Por momentos lideraba un abrazo, en otros una sonrisa, en otros un verso que descendía de las alturas, el calor de una nueva amistad, Ovidio o Eminescu, la cálida sonrisa de un arzobispo, un poeta que en cada saludo salía al mundo para luego regresar al suyo a continuar escribiendo, una avecilla que revoloteaba derramando su perfume sobre los poetas del mundo, el segundo indescifrable en que un conocido se transforma en amigo, la mano de mi señora regresándome a este mundo y susurrándome al oído: sigue a mi lado.
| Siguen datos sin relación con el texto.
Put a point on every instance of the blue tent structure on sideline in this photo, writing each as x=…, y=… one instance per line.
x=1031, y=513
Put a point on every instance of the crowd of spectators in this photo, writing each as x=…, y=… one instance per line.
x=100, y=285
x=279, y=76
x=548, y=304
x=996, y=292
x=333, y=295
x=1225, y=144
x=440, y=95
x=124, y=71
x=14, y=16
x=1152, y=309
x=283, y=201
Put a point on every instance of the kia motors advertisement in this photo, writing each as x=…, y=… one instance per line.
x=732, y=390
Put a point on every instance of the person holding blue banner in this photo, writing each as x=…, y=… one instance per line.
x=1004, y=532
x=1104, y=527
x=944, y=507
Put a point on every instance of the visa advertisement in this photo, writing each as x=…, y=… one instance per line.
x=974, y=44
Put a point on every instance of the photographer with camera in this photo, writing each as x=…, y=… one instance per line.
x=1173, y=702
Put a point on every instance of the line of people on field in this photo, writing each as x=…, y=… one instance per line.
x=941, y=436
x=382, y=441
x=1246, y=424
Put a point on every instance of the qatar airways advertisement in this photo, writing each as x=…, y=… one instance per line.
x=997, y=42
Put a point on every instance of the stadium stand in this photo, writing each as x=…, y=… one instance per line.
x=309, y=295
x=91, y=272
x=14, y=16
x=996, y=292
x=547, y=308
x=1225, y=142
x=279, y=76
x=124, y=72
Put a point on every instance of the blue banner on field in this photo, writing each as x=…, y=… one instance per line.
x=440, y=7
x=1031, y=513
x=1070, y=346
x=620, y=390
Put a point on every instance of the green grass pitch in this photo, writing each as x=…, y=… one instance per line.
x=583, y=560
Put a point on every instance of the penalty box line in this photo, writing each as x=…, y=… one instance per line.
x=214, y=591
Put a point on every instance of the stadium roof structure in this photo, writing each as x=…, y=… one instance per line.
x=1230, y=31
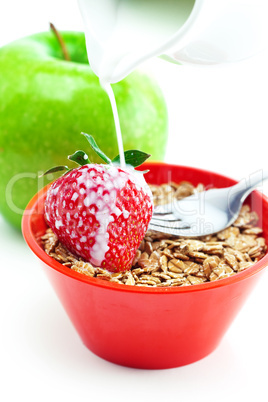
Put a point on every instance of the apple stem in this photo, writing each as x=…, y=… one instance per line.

Al evocar a Ovidio, las aguas lavando la isla en que se refugiaba del mundo para escribir, las lágrimas del exiliado navegando en las olas del recuerdo, un recuerdo regresaba constantemente: el de un congrio solitario e imprudente como yo.
Congrio que, alejándose de la sombra protectora de Nicanor Parra y de los versos de Neruda había abandonado las costas del Pacífico frente a Las Cruces, Chile, cincuenta años atrás —mientras que, en un restaurante, su hermano saltaba imprudentemente de la sartén a mi plato— para, atravesando el tiempo y la distancia caer a nuestro plato en la ciudad de Ovidio, un mes de septiembre del año 2024.
No fueron 2000 años, no alcanzó a sobrevivir un siglo, pero me recordará por la eternidad, que la palabra sobrevive las tormentas, que es prudentemente imprudente, y que tanto los poetas como el congrio somos exiliados.